JUDICIAL REVIEW


A unique characteristic exercised by the U.S. judicial system, "judicial review," is not mentioned in the Constitution. It is, considered, however, a legitimate right permitting a court "to declare invalid and thus set aside legislation or executive action which has been deemed contrary" to the meaning or interpretation of the Constitution.

The concept of judicial review was first developed in Marbury v. Madison (1803) in one of the Supreme Court's earliest and most celebrated cases, when William Marbury was appointed a justice of the peace by outgoing president, John Adams. Marbury had never received his commission, however, because of infighting between Adams and the new president, Thomas Jefferson. Marbury successfully petitioned the Supreme Court to issue a writ of mandamus, which forced government officials to perform their duties, even though they might disagree with the results.
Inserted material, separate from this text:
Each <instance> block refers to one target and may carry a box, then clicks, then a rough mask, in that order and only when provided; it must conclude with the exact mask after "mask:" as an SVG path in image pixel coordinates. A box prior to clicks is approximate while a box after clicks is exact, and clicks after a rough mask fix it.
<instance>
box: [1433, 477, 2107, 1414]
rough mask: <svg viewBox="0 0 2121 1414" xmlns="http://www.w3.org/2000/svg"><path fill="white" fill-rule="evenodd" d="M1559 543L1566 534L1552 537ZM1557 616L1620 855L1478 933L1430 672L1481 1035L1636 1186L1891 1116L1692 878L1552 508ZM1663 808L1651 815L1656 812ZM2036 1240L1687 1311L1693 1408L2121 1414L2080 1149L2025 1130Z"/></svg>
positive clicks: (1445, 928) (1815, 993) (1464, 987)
In the unanimous decision by the Supreme Court, Chief Justice John Marshall laid the groundwork for the future authority of the Court by stating that the judicial branch of the government is responsible "to say what the law is.... This is the very essence of judicial duty." Although the Judiciary Act of 1789 had allowed the Court to issue writs of mandamus in the first place, the justices had previously considered them contradictory to the meaning of the Constitution.

Marbury v. Madison thus established an important function of the Supreme Court, as well as all other U.S. federal courts. Although Marbury v. Madison did not hold that the justices amend the law or the Constitution -- they could only interpret it -- the premise of judicial review gave the Court, and thus, the entire U.S. judicial system, much greater power.